Seasonal Labor: Plan Ahead to Save Time Later
Taking the time to strategically hire your employees and get them appropriately set up via your payroll system in advance of your busiest time of the year, will benefit you in the long-term.
Payroll Setup and Classification
- Accurate classification of workers (employee vs independent contractor) is essential as misclassification can lead to penalties.
- Ensure proper wage reporting, pay frequency and withholding procedures for employees.
- Obtain W9s and set up 1099 vendor tracking within your systems for independent contractor payments.
Potential Tax Credits
- Farmers should work with their advisors to explore eligibility for any employment related tax credits at the federal or state level.

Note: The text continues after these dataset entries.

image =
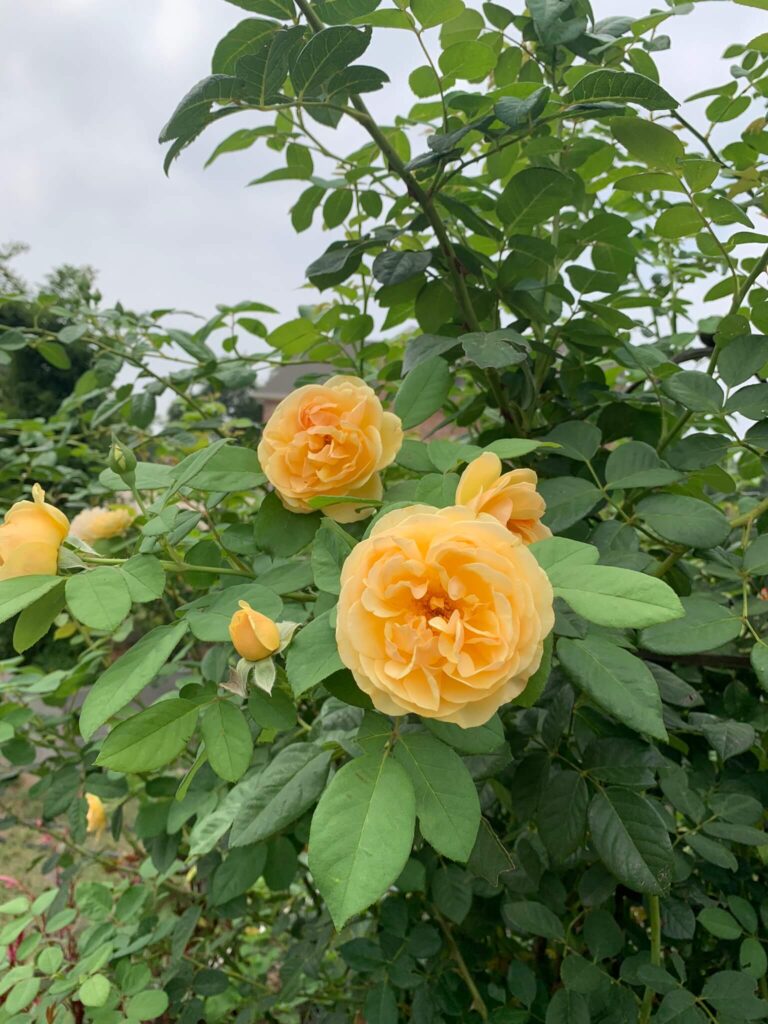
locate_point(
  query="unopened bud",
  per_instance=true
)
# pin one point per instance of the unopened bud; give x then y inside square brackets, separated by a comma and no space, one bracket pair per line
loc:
[122,461]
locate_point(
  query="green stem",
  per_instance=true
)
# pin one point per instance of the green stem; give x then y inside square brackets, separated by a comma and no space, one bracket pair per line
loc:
[655,955]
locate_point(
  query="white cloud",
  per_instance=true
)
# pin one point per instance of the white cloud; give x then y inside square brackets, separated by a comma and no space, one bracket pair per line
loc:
[81,177]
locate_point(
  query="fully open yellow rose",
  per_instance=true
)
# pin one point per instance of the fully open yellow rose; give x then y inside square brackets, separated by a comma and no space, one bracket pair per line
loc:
[442,612]
[31,537]
[510,498]
[330,438]
[255,636]
[101,523]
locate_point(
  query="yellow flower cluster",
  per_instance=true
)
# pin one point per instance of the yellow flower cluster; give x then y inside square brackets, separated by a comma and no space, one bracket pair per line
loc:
[442,611]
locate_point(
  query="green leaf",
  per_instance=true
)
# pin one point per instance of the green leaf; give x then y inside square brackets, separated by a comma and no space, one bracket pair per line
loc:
[493,350]
[517,113]
[271,8]
[432,12]
[271,711]
[650,181]
[648,141]
[611,596]
[128,676]
[152,738]
[282,793]
[150,476]
[423,391]
[719,923]
[685,520]
[219,468]
[741,358]
[616,681]
[532,919]
[751,401]
[94,991]
[144,578]
[562,814]
[246,37]
[479,739]
[98,598]
[194,113]
[393,266]
[568,500]
[577,440]
[567,1007]
[695,390]
[446,802]
[24,591]
[238,872]
[381,1005]
[37,619]
[312,655]
[361,834]
[281,532]
[329,51]
[341,11]
[616,85]
[54,353]
[732,994]
[265,71]
[332,545]
[209,617]
[752,957]
[148,1006]
[637,465]
[631,840]
[471,60]
[227,740]
[678,222]
[531,197]
[707,626]
[759,660]
[559,552]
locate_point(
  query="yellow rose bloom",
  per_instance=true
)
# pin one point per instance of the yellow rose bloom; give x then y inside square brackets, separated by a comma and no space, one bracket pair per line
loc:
[329,438]
[510,498]
[255,636]
[96,815]
[443,613]
[100,523]
[31,537]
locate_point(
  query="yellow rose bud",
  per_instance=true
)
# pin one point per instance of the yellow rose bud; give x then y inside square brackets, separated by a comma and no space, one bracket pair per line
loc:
[100,523]
[31,537]
[510,498]
[96,815]
[442,613]
[255,636]
[330,438]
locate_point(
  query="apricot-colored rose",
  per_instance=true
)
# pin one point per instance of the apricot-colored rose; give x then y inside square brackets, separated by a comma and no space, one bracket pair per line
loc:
[96,815]
[330,438]
[510,498]
[255,636]
[442,612]
[100,523]
[31,537]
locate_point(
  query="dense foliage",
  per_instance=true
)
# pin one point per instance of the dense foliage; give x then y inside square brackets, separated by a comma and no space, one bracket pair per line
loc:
[522,264]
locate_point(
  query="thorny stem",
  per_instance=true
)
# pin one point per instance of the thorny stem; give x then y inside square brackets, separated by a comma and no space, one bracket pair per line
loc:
[655,955]
[461,965]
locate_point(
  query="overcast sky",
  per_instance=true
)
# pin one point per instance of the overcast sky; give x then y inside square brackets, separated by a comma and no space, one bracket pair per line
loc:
[86,86]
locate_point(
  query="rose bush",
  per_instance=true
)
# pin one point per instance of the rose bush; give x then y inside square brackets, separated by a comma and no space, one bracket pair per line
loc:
[440,695]
[442,613]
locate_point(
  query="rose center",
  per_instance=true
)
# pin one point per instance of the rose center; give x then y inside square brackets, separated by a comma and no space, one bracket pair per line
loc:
[432,605]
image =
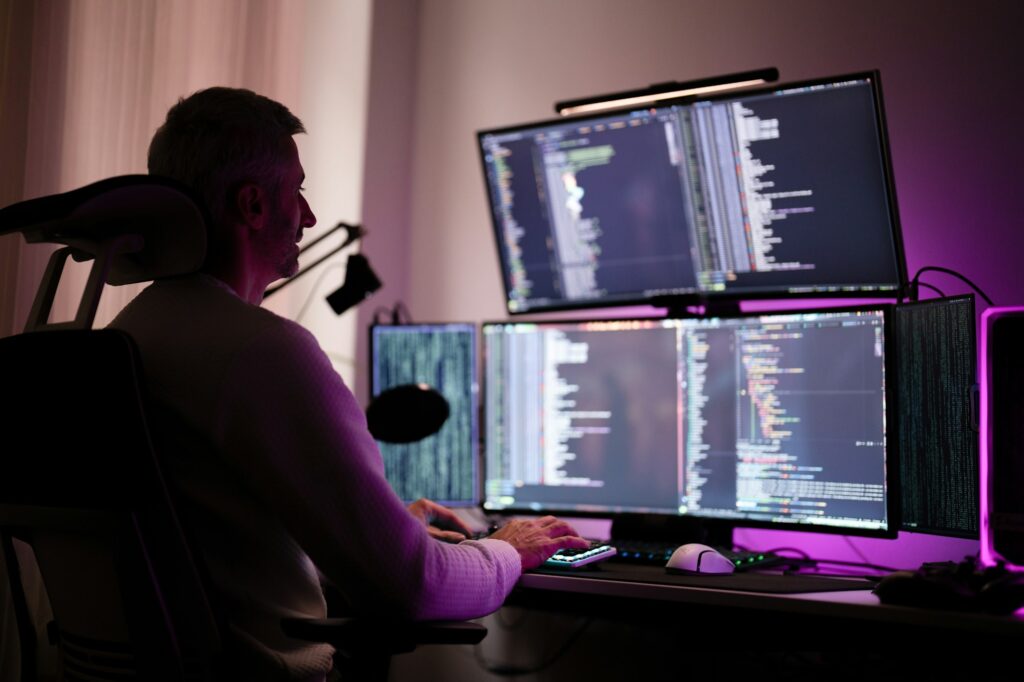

- Many of the federal tax credits available offer incentives for hiring individuals from targeted groups or those who reside or work in targeted geographic areas.
- Northeast states may also offer tax credits for farm employers meeting certain criteria. The key to obtaining these tax credits is accurate record keeping during their employment.
Establish Strong Record Keeping Practices
The beginning of the season is an opportune time to enhance your record keeping systems, which can lead to significant efficiencies at tax planning time and year end.
- Consider implementing digital record keeping solutions to improve accuracy, accessibility and communication across the farm management team and your external advisors.
- Monitoring expenses by enterprise or crop varieties may aid in decision making and tax reporting. The start of the season is a great time to implement this level of reporting.
- Engage with your tax and business advisors early. A review of the previous year’s filing process can present opportunities to identify better record keeping or retention points that will optimize the process this year.
Benefits of Proactive Planning
While the demands of the spring planting season are immediate, dedicating time to tax planning and preparation now can result in meaningful savings and reduced stress later. Whether it’s making significant purchases, hiring seasonal workers or implementing an improved record keeping system, a forward-looking tax strategy with a team of advisors positions your agricultural business for success.